La commission d'accès aux documents administratifs a examiné dans sa séance du 24 janvier 2019 votre demande de conseil relative :
1) au caractère communicable, au regard du Règlement général sur la protection des données (RGPD), des documents suivants :
a) les tables annuelles et décennales d'Etat civil produites par les communes, consultables par toute personne dès leur clôture en application de la loi n° 2008-696 du 15 juillet 2008 relative aux archives ;
b) l'entière liste des prénoms des enfants nés dans la commune dans l'année (issue de la table annuelle) ;
2) ainsi que sur la possibilité de publication en ligne des documents visés aux points 1) et 2).
I. Sur le caractère communicable des tables annuelles et décennales d'état civil
La commission rappelle que les documents concernés ont été dressés en application du décret n° 51-284 du 3 mars 1951 relatif aux tables annuelles et décennales de l'état civil, remplacé par le décret n° 2017-890 du 6 mai 2017 relatif à l'état civil.
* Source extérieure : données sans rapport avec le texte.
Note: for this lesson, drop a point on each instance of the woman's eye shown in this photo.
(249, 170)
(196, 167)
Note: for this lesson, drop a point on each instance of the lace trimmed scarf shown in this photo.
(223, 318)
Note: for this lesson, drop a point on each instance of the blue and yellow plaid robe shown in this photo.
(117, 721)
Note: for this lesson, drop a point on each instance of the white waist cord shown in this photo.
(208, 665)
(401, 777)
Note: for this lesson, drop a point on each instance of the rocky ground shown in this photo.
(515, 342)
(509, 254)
Le décret du 3 mars 1951 prévoit qu'il est établi, tous les ans, dans chaque commune, une table alphabétique des actes de l'état civil pour les naissances, les mariages et les divorces, ainsi que les décès. L'instruction générale relative à l'état civil, périodiquement mise à jour et complétée, précise dès sa première version datée du 21 septembre 1955, que sur le registre des actes de naissance « figurent également les actes de reconnaissance et les transcriptions des jugements relatifs à la naissance et à la filiation, ainsi que les procès-verbaux de découverte des enfants-nouveaux-nés ». A l’aide de ces tables annuelles, l’officier de l’état civil dresse ensuite, dans les six premiers mois de la onzième année, des tables alphabétiques décennales qui recensent les mêmes actes par ordre alphabétique sur toute la période. Ces tables se présentent sous la forme de registres indépendants des registres d’état civil et ne mentionnent en principe que les noms des personnes concernées et la date de l’acte.
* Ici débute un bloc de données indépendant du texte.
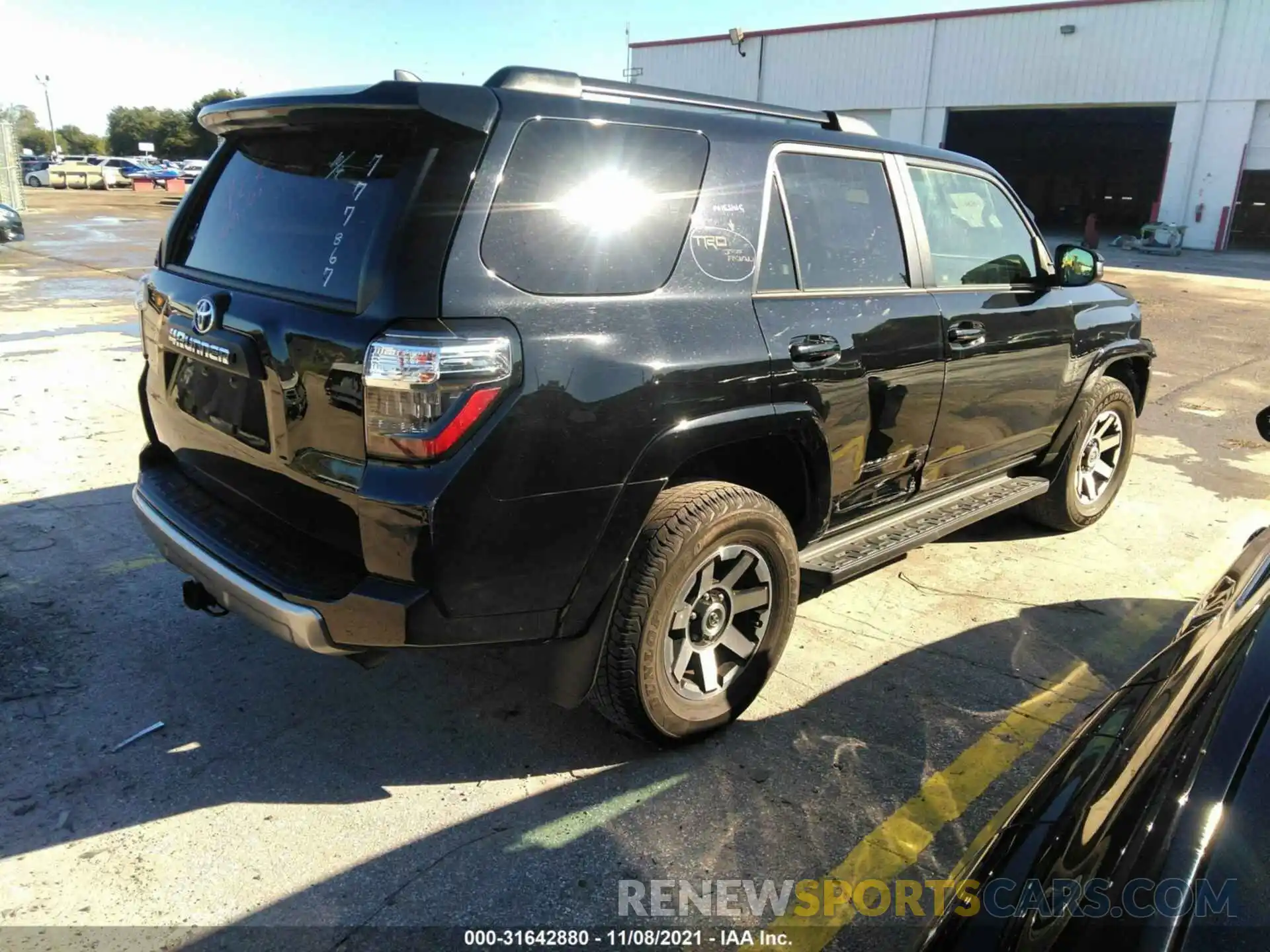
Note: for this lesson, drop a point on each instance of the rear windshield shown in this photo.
(593, 208)
(298, 210)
La commission rappelle que la nature et le contenu des tables annuelles et décennales en font des documents administratifs dont la communication est régie par les dispositions du titre I du livre III du code des relations entre le public et l'administration. (conseil n° 20103032 et CE 9 février 1983, X, n° 35292). Leur communication n'est donc pas soumise à l'autorisation du procureur de la République, à la différence des actes d’état civil, qui revêtent une nature judiciaire.
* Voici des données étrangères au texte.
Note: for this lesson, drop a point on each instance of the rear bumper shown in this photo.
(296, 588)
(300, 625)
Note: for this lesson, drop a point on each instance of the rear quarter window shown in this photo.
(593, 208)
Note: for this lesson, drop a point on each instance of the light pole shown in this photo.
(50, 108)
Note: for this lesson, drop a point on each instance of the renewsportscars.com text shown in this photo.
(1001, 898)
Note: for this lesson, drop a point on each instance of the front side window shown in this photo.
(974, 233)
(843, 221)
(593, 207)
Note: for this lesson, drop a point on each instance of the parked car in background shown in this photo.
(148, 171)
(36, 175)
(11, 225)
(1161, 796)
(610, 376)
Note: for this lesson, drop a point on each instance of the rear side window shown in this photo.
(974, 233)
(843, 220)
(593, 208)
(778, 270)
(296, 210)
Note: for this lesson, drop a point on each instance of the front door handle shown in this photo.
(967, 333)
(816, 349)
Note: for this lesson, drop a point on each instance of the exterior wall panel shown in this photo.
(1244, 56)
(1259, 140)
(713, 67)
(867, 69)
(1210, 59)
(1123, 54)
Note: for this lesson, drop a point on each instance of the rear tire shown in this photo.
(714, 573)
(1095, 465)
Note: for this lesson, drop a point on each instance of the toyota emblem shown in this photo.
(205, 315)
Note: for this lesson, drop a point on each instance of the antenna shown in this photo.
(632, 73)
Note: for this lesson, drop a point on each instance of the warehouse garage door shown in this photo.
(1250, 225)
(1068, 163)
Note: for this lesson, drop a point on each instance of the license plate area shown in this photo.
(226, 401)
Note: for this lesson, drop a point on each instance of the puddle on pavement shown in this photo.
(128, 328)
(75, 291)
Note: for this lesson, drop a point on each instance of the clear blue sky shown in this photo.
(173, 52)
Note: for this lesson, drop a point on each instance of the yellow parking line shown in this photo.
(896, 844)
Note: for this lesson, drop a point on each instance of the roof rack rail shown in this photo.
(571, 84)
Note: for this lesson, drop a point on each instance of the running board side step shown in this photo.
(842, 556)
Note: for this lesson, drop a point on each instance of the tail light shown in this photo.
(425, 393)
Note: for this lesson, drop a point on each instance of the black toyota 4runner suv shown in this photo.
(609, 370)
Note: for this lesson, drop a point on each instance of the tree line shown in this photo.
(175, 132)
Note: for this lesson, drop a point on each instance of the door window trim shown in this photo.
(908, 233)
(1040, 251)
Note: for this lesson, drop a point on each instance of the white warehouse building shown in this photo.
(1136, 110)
Elle précise également qu'elle a estimé, à la lumière de l'exposé des motifs du projet de loi qui devait devenir la loi n° 2008-696 du 15 juillet 2008 relative aux archives, que le législateur avait entendu instaurer la libre communicabilité, dès leur établissement, non seulement des registres de décès, mais également des tables décennales de naissance, de mariage et de décès, et en a déduit que les tables décennales étaient librement communicables à toute personne qui en fait la demande dès leur établissement.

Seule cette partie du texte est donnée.